この中身は子育て支援から埋蔵金の活用までテーマが膨大なので、こと道路関連だけに絞って私見を述べたい。 道路と関連環境政策については、おおよそ次のとおり。 青字 は当方の印象と見解。

高速道路無料化
首都高速、阪神高速を除く高速道路料金を、原則無料化する。これにより、生活コストを引き下げ、また地域活性化を促進する。
・・・・・・大都市部への流入に際し、ロードプライシング制度を導入するのは当然だ。さらに各高速道路の出入り口の数を大幅に増やしていかないと(料金所建設が要らないから、コストは膨大ではない)、無料化による本当の地域活性化(渋滞緩和も含む)は功を奏さないこともつけ加えたい。
 

暫定税率廃止・直轄事業地方負担金廃止
2.5兆円の減税を実施すると共に、直轄事業に対する地方負担金制度を廃止し、地方の自主財源を増やすことによって、地域の実情に応じた生活改善策を支援する。
・・・・・・暫定税率自体の廃止には反対ではないが、その分新たな環境関連、道路補修、道路関連償還債務などの財源に充てるのが自然だと考える。
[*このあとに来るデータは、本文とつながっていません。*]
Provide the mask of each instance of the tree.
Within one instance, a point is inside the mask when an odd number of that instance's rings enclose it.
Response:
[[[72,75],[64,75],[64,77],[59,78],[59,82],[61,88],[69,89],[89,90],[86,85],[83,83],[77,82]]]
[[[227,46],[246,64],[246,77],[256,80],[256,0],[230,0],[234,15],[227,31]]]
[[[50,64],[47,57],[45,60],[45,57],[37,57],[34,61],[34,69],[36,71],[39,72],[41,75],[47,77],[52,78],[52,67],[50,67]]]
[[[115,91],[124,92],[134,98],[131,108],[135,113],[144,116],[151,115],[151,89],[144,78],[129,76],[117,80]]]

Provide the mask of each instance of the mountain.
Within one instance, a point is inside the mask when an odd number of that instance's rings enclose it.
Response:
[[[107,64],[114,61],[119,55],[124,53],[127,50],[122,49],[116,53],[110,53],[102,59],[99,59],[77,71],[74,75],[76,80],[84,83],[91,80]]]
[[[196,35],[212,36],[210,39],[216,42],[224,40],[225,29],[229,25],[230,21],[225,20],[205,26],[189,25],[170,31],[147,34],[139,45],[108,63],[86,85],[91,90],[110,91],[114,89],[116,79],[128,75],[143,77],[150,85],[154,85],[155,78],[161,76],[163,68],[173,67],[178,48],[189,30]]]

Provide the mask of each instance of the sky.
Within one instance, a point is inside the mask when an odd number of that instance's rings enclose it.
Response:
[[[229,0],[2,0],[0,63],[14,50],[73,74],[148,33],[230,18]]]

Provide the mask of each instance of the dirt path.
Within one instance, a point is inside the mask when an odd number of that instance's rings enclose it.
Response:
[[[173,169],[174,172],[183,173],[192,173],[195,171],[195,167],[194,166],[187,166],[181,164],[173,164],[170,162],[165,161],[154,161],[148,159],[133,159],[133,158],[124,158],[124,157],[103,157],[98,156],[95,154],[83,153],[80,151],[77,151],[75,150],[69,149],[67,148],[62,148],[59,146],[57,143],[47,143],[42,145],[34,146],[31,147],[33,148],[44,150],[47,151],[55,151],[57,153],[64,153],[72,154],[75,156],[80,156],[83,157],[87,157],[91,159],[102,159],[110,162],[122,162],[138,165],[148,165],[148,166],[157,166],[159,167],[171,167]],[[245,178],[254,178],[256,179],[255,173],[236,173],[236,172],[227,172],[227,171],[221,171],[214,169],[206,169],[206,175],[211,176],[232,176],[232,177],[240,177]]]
ガソリン代が下がることは利用者にとっては好都合かもしれないが、中長期的に見て後述している次世代エネルギーの早期実現の弊害になるような懸念がある。ここらへんの矛盾を整理しないと、民主党もばらまきか! と揶揄される可能性がある。 直轄事業うんぬんに関しては、地方分権とリンクするので、あえてここではコメントしない。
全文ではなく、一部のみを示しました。